The power station was built by VEB BMK Kohle und Energie (de) between 1976 and 1988. Between the German reunification and the mid-1990s, modern environmental technology was adopted, making higher energy efficiency possible. Despite this, the power station has the fifth-lowest ratio of energy efficiency to CO2 emission in Europe due to the low quality lignite fuel, according to a study by the WWF.[1]

Jänschwalde power station predominantly fires raw brown coal from nearby open-pit mining in Jänschwalde and Cottbus to the north. At full load, the power station burns approximately 80,000 tons of brown coal a day. From one kilogram of brown coal about one kilowatt-hour of electrical energy is produced. The yearly power output lies around 22 billion kWh (22 TWh) when active.

The power station was reactivated during the 2022 energy crisis, and turned off in July 2023. In October 2023, one 500 MW unit was restarted, and another was made ready to start.[2]

The site formerly featured three obsolete 300 meters (980 ft) chimneys. These were gradually dismantled in a complex process between 2002 and 2007, as conventional demolition was not possible on the site for space reasons.
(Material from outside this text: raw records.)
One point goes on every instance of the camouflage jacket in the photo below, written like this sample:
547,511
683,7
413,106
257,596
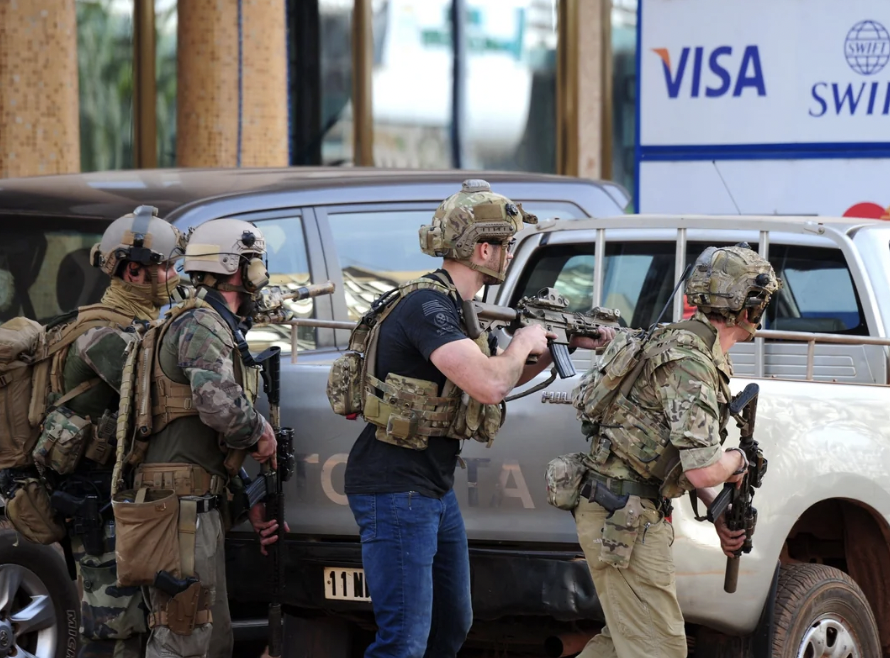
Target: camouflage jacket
199,349
681,397
97,352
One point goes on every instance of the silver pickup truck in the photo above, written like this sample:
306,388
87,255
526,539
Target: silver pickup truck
816,582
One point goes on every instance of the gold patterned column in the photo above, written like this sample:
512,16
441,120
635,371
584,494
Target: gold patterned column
39,123
232,84
584,89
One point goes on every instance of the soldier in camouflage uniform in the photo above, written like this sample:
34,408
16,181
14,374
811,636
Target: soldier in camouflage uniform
137,252
659,437
204,385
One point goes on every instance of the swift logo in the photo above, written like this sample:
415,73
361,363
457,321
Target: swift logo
867,50
749,72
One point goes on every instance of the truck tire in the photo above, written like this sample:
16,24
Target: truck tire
820,612
38,601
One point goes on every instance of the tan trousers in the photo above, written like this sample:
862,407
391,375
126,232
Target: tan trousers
212,640
643,618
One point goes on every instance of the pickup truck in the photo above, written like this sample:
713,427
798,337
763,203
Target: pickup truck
817,579
360,223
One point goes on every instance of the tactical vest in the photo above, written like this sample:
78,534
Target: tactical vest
159,400
618,426
407,411
32,377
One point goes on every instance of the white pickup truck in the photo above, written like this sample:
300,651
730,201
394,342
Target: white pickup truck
822,366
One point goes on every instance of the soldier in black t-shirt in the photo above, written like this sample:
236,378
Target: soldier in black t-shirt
400,474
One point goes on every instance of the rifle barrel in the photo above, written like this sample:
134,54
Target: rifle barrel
731,579
305,292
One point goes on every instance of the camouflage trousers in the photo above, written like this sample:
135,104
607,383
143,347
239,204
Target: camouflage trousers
643,617
213,639
112,618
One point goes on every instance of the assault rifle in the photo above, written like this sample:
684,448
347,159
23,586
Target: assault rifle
548,309
269,487
269,305
269,301
741,514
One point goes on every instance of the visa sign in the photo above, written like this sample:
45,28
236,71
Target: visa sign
725,71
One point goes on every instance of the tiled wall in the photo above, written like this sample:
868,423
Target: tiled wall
39,130
208,107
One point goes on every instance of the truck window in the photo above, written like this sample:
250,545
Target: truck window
819,294
378,249
46,272
637,277
288,265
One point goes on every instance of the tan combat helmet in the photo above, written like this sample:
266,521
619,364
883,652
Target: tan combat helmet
727,280
475,214
140,237
218,248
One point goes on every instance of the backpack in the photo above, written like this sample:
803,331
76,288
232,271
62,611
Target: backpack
32,360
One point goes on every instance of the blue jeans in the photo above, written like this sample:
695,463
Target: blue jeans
417,565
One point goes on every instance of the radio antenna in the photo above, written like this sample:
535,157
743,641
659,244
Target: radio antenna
726,187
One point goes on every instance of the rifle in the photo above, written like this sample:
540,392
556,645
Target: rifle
548,309
269,301
269,486
269,305
741,514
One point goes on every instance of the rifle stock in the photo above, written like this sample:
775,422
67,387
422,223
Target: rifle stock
737,502
547,308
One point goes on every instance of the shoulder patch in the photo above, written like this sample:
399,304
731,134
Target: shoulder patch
203,319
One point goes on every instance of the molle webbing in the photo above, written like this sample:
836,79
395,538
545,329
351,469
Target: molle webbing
49,360
432,415
666,455
184,479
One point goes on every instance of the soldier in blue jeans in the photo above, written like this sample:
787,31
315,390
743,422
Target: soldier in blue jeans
428,387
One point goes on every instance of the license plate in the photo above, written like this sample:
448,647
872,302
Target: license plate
345,584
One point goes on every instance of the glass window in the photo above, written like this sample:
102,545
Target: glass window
165,74
509,125
45,272
378,251
637,277
624,81
288,267
105,83
819,294
336,81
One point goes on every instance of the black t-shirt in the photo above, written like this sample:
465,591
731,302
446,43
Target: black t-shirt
422,322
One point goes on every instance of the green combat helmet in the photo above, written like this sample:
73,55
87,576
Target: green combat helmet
727,280
475,214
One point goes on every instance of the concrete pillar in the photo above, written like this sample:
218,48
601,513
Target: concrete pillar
231,84
39,123
584,89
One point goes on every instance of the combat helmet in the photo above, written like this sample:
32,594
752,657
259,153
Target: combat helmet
137,237
144,238
727,280
218,248
475,214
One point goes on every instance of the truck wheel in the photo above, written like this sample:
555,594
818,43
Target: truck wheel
38,601
822,613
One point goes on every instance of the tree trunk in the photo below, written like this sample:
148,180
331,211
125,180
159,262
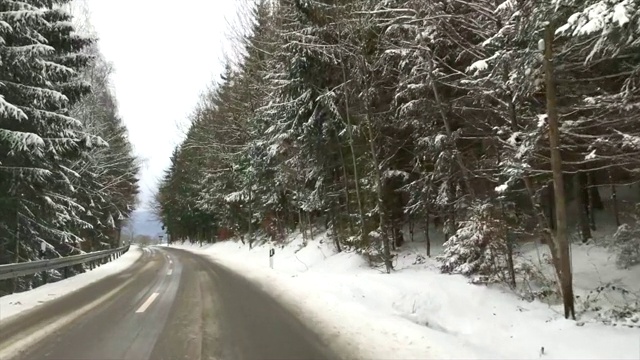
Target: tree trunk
592,195
614,199
364,236
549,201
380,195
582,196
561,241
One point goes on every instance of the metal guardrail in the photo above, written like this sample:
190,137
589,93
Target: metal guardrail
11,271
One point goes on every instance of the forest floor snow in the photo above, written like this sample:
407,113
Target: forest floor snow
14,304
416,312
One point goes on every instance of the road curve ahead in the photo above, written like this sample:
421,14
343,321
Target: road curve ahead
170,305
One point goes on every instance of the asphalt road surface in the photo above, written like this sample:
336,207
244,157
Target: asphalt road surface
170,305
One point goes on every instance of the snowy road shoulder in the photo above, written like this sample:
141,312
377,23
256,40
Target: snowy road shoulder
14,304
418,312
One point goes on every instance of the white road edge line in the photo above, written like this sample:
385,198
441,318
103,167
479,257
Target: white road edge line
147,303
17,346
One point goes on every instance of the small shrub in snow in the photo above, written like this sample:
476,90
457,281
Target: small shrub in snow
533,284
612,305
478,247
626,241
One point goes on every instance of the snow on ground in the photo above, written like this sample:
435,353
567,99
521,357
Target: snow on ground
417,312
14,304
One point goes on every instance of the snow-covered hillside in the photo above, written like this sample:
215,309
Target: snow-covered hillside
417,312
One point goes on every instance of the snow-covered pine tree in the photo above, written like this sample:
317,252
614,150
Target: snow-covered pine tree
39,81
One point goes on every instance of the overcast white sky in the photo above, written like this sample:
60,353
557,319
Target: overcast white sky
165,53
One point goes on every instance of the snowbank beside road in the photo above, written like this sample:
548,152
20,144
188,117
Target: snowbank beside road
416,312
11,305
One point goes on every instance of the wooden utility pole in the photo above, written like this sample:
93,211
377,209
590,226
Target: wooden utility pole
560,238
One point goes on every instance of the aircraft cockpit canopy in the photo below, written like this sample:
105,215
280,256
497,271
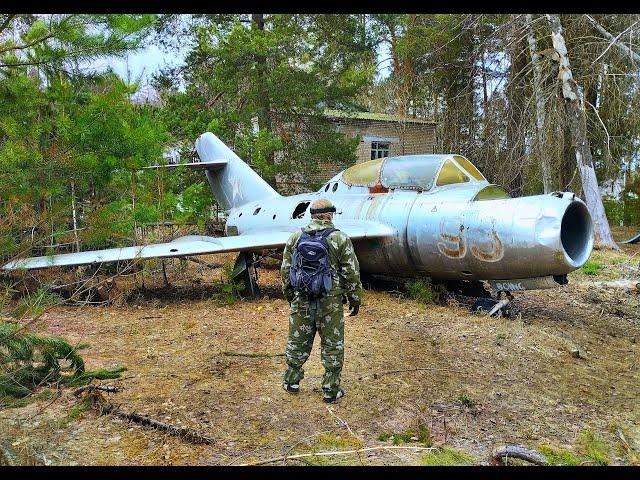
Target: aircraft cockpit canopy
413,172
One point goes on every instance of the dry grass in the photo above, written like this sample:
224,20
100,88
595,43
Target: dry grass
474,382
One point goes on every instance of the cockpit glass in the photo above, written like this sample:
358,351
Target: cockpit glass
491,192
417,171
450,173
469,167
365,173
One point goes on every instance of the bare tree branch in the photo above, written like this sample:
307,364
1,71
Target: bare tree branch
614,40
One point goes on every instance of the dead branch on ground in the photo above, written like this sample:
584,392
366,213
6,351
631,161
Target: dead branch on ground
338,452
106,408
252,354
500,455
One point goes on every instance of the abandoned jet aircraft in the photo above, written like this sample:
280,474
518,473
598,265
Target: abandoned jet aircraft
433,215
A unique procedure was introduced for this task: the chimneys were broken down from the top to a height of 50 meters (160 ft) by a special mechanism equipped with excavators which works round the edges of the chimneys, after which the remaining stacks were demolished by conventional means.

See also

Notes

  1. ^ http://assets.panda.org/downloads/european_dirty_thirty_may_2007.pdf The Dirty Thirty report
  2. ^ "Germany Fires Up Extra Coal Unit to Help in Cold Snap". 16 October 2023.